Wajahmu merah merona diterpa cahaya remang-remang dalam kafe dengan desain
interior ala-ala italia. Hampir tiga puluh menit kita saling diam satu sama
lain. Tidak ada yang berani membuka pembicaraan, entah itu aku atau dirimu.
Seorang pelayan dengan kemeja
abu-abu dan celana hitam polos mendekat, meletakan menu pesanan kita kemudian
diam sejenak. Aku tahu pelayan itu sekarang sedang memandangi kebekuan diantara
kita. Hanya beberapa saat saja, kemudian pelayan itu berlalu menemui pelanggan
lainnya yang baru saja datang dan tampak kebingungan memilih tempat. Seorang
laki-laki dan dua orang perempuan.
()*()
Seandainya saja kamu
menceritakan semuanya sejak awal, mungkin aku tidak akan semarah ini. Bisa saja
aku mengendalikan semua yang kurasa. Aku yakin aku pasti bisa. Tapi apa yang
terjadi? Sekian bulan kau menyembunyikannya, membuatku baik-baik saja padahal
ada sesuatu yang tersembunyi. Sangat rapat dan rapi sehingga tampak tidak
terjadi apa-apa.
Ice lemon tea kesukaanmu bahkan sama sekali tak tersentuh oleh
tangan lembutmu. Aku yakin sekarang kau sedang menyiapkan seribu alasan untuk
memperbaiki semua ini. Percuma. Aku tidak bisa dibujuk dengan seribu alasan itu.
Basi!
()*()
“Rizki, boleh aku minta
tolong?”suara perempuan muda tiba-tiba terdengar pelan.
Aku yang saat itu sedang duduk
di sofa dalam kamar rawat ini sontak berdiri, mendekatinya.
“Ada apa?”
“Aku haus.
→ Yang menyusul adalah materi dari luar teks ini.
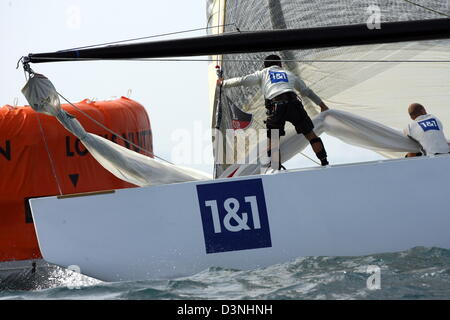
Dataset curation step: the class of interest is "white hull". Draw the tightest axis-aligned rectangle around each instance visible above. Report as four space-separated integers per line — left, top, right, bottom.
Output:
30 155 450 282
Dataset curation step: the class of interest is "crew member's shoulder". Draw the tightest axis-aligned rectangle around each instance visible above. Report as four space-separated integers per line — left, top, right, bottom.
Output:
414 114 428 122
262 66 279 72
416 114 442 122
428 114 444 125
277 68 298 78
264 66 286 72
251 68 267 76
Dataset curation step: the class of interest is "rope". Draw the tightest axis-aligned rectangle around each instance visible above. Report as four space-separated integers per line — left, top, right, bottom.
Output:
400 0 450 18
36 114 63 195
56 92 174 165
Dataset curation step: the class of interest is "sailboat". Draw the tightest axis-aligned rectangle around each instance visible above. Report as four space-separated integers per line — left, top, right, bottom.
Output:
18 0 450 281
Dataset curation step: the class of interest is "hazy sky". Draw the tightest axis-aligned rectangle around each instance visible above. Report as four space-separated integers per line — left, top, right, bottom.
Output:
0 0 382 174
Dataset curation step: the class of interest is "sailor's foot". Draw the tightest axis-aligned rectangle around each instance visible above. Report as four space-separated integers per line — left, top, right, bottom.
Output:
320 158 329 166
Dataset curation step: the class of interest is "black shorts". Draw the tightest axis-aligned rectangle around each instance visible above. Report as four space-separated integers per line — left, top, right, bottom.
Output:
266 98 314 138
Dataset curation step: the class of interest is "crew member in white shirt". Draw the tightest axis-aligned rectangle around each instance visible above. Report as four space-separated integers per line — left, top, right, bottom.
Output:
404 103 450 157
218 55 330 168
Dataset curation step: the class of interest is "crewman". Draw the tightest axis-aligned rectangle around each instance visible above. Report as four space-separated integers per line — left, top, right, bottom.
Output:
218 54 330 168
404 103 450 157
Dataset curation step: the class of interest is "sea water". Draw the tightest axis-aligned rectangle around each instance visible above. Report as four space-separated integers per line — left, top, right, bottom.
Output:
0 246 449 300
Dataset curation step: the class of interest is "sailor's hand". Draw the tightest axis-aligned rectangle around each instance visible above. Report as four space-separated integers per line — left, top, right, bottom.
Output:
217 78 224 86
319 102 329 112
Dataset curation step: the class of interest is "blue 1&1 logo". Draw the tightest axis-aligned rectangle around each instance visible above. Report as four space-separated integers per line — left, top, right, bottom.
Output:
418 118 440 132
269 71 289 84
196 179 272 254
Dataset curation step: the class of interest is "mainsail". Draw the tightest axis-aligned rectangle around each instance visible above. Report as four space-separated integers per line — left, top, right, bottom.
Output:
207 0 450 177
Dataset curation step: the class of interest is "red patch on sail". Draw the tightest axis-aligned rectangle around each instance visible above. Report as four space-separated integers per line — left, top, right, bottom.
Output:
232 120 251 130
227 168 239 178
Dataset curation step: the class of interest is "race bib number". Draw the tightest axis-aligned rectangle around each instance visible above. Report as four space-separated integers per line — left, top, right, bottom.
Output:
418 118 440 132
196 179 272 254
269 71 288 84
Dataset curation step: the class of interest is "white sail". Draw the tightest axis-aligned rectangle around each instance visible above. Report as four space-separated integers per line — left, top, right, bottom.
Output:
22 74 210 187
219 109 426 178
207 0 450 177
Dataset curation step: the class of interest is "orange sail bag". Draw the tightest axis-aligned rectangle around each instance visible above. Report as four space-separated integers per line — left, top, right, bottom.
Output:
0 97 152 262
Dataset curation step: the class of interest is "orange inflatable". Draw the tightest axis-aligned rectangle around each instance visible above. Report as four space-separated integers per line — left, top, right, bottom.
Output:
0 97 152 262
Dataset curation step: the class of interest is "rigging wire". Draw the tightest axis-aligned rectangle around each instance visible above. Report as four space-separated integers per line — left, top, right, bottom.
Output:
36 114 64 196
263 150 321 171
399 0 450 19
56 91 174 165
298 152 321 166
19 64 66 193
216 0 222 67
56 23 241 52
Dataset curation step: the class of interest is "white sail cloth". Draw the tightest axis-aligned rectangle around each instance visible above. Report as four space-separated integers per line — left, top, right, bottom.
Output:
22 74 210 187
21 74 62 116
207 0 450 178
20 72 444 184
219 109 425 178
54 110 211 186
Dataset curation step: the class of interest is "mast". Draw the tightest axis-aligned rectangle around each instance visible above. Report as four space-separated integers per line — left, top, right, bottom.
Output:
27 18 450 63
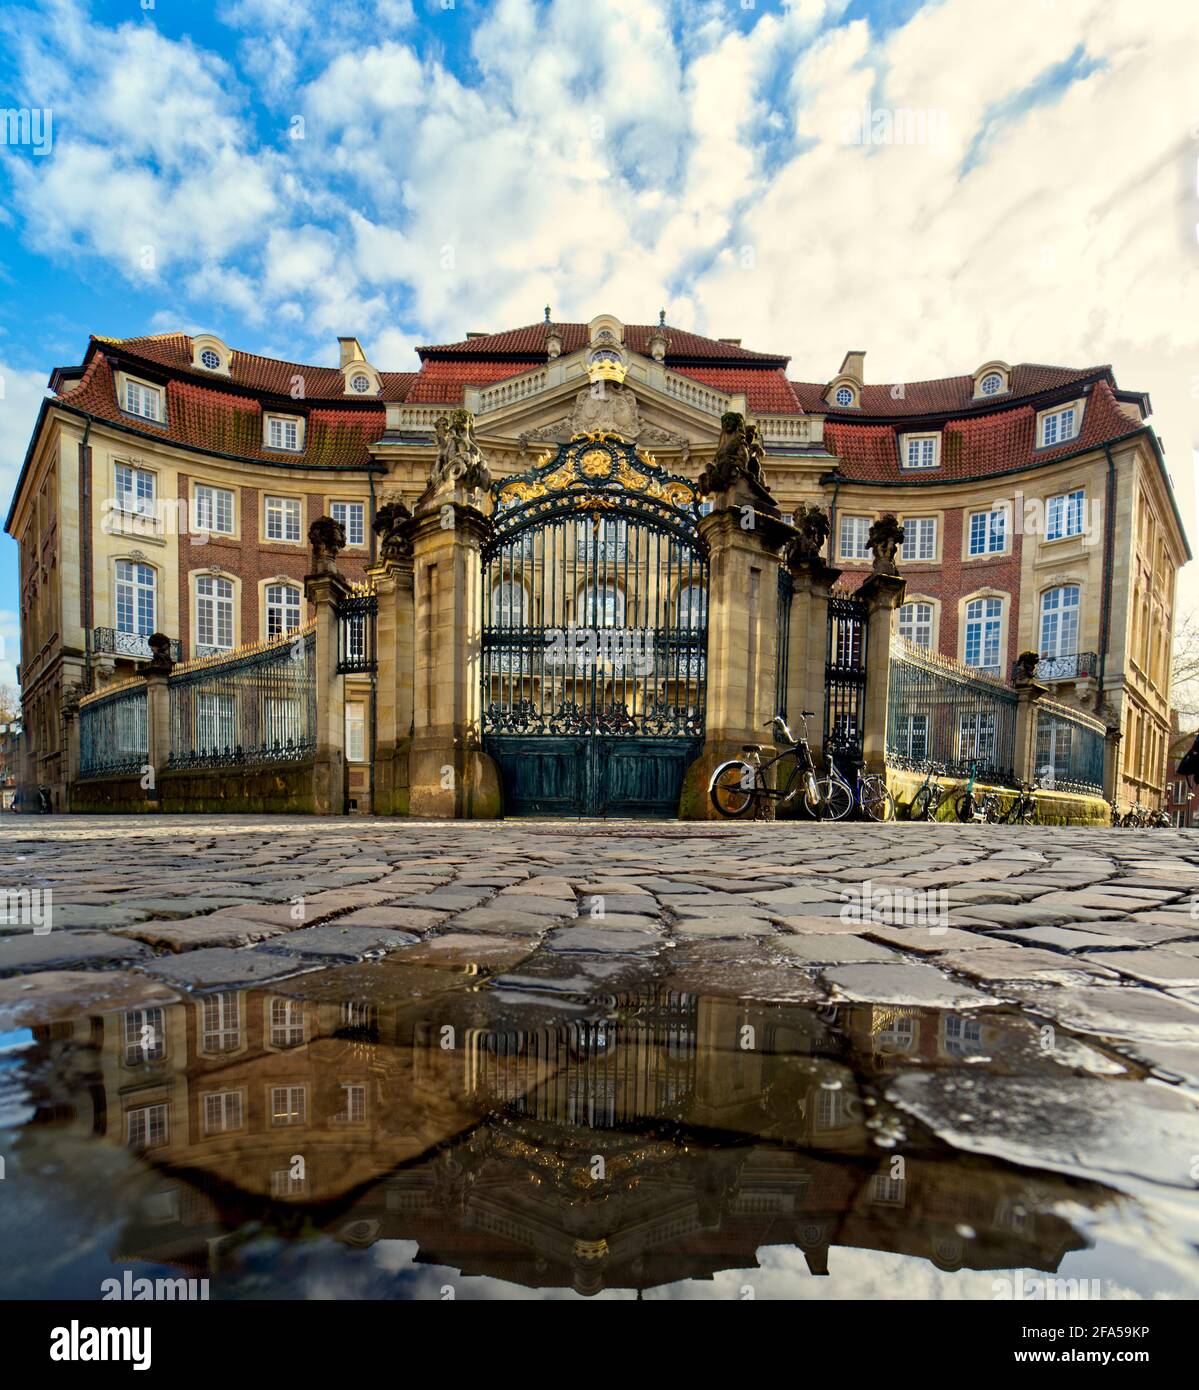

Boleh ambilkan aku
air?”
“Kenapa harus minta tolong?
Tunggu sebentar ya?”aku mengusap pelan kepalanya sambil tersenyum.
“Bagaimana keadaanmu
sekarang?”Tanyaku setelah Ia meneguk air.
“Lumayan. Kamu? belum pulang?”
“Belum. Nggak mungkin aku
ninggalin kamu sendirian, Ca.”
Caca tersenyum manis.
“Kamu cepat sembuh ya? Ada
banyak hal yang ingin sekali aku tunjukan padamu. Tempat bermain kita dulu
sekarang sudah berubah. Pokoknya seru, kamu pasti suka.”
“Banyak? oh ya?”
“Iya. Kamu nggak sadar? Hampir
sepuluh tahun kamu menghilang tanpa kabar sama sekali.”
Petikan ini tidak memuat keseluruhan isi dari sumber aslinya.